Ghana Allows Tullow to Increase Gas Flaring at Jubilee
Ghana has given Tullow Oil permission to increase the amount of gas it flares from the offshore Jubilee field, a spokesman said on Monday, a decision that will help the company meet its 2014 production target.
The British company can increase flaring to 500 million standard cubic feet (mmscf) per month until October and this will enable Tullow to achieve its 100,000 barrels per day (bpd) gross production target, said Tullow spokesman George Cazenove.
Tullow currently flares a limited amount of gas for safety and management reasons, he said.
"We need to flare some gas in the short term because we do have a great deal of gas coming from the field, some of which we can reinject. It allows us to protect our production target for the year," Cazenove said by telephone.
He added that flaring would start pending further talks with government.
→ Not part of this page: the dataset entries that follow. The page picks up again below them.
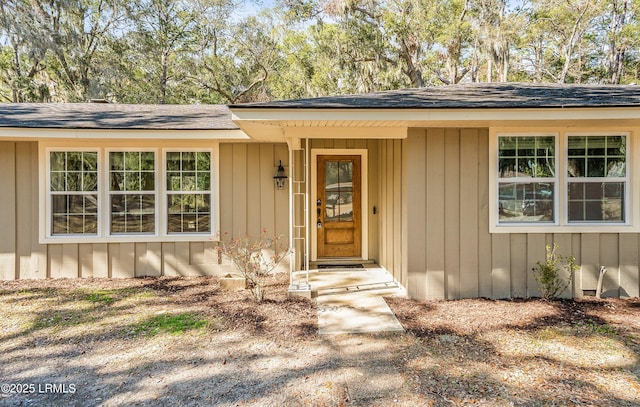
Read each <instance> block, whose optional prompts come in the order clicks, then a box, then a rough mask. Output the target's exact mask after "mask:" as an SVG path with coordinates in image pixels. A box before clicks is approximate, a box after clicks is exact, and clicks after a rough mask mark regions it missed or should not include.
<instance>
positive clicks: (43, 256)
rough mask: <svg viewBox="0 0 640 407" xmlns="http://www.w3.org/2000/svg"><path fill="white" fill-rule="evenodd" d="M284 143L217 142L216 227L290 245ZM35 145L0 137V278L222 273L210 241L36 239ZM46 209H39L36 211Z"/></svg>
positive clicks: (167, 274)
mask: <svg viewBox="0 0 640 407" xmlns="http://www.w3.org/2000/svg"><path fill="white" fill-rule="evenodd" d="M280 160H282V163H283V165H285V166H286V165H287V162H288V153H287V146H286V144H258V143H237V144H236V143H233V144H232V143H229V144H226V143H221V144H220V167H219V168H220V230H221V231H222V232H223V233H224V232H227V233H229V234H233V236H245V235H252V236H258V235H259V233H260V231H261V229H262V228H266V229H267V230H268V232H269V233H276V234H281V235H282V236H283V240H282V241H283V242H285V245H286V244H288V224H289V223H288V222H289V220H288V205H289V202H288V195H287V192H286V191H276V190H275V186H274V182H273V175H274V174H275V170H276V168H277V165H278V162H279V161H280ZM38 165H39V164H38V143H37V142H32V141H28V142H27V141H25V142H23V141H20V142H14V141H0V174H1V176H0V191H2V193H1V194H0V211H1V212H0V213H2V216H0V231H1V236H0V279H2V280H13V279H32V278H47V277H49V278H76V277H105V278H106V277H112V278H125V277H141V276H160V275H165V276H195V275H220V274H224V273H227V272H229V271H231V270H232V267H231V266H230V265H229V264H228V262H226V261H223V264H219V259H218V252H217V250H216V249H215V243H214V242H171V241H164V242H136V243H84V244H83V243H80V244H78V243H68V244H67V243H64V244H47V245H43V244H39V233H38V228H39V216H40V213H41V212H40V208H39V207H38V196H39V194H38V173H39V172H38ZM42 214H44V210H42Z"/></svg>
Ghana discovered oil at the Jubilee field in 2007 and began producing in 2010. A delay in completing a gas pipeline to bring gas onshore is one reason why production has held steady at a lower level than the government initially expected.
The country set a target of 120,000 bpd in 2014 as against an average of 102,503 bpd for the first nine months of 2013, Finance Minister Seth Terkper said in November's annual budget.
Tullow holds a 35.5 percent stake in Jubilee. Other partners include Ghana National Petroleum Corporation, Sabre/PetroSA, Anadarko Petroleum Corp and Kosmos Energy.